Bu durumda ilk seçeneği kullanmak daha yakın gibi geliyor. Diğer taraftan AİHM de dava açma için bir şart olmamasına rağmen bu seçeneği kullanmamız halinde iç hukuk yolları içinde AYM de dava açma süreci de olması nedeni ile İKK 25. maddenin iptali reddedilecek gibi
Cevap: İİK - 25. Maddenin anayasaya aykırılığı ciheti ile dava açılabilir mi ?
Bakış açısı kişinin hak ve alacağının icraya konmasıdır. Değişen yasanın yerine ne koyacaksınız.
Cevap: İİK - 25. Maddenin anayasaya aykırılığı ciheti ile dava açılabilir mi ?
AIHM bazen süren davalarıda kabul ediyor. Özellikle adil yargılamayla ilgili konularda. Yani siz yargılamanın kendisinin bir insan hakkı ihlali olduğuna inanıyorsanız hakimin karar verip vermemesinin ne önemi var.
Gerçi sizin durum biraz farklı. Siz direk kanunun anayasaya aykırı olduğunu iddia ediyorsunuz.

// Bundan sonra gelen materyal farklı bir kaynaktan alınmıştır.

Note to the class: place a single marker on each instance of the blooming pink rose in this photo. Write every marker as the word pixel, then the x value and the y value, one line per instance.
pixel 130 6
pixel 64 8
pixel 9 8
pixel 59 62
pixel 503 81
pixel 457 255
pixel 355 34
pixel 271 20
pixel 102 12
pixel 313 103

Bizim anayasa mahkemesi bu tip konuların altından kalkamaz. Mesela yetim maaşı alamayan bir erkek anayasa mahkemesine gitse mahkeme mevcut uygulamanın anayasaya uygun olduğunu (cinsiyet ayrımcılığı) nasıl açıklayacak. Ayda 18 bin TL kiralama ücreti bulunan makam arabasına binen başkan buyurun açıklayın. Ali muhakeme yeteneğiniz ve hukuk teorisine hakimiyetinizi hep beraber görelim.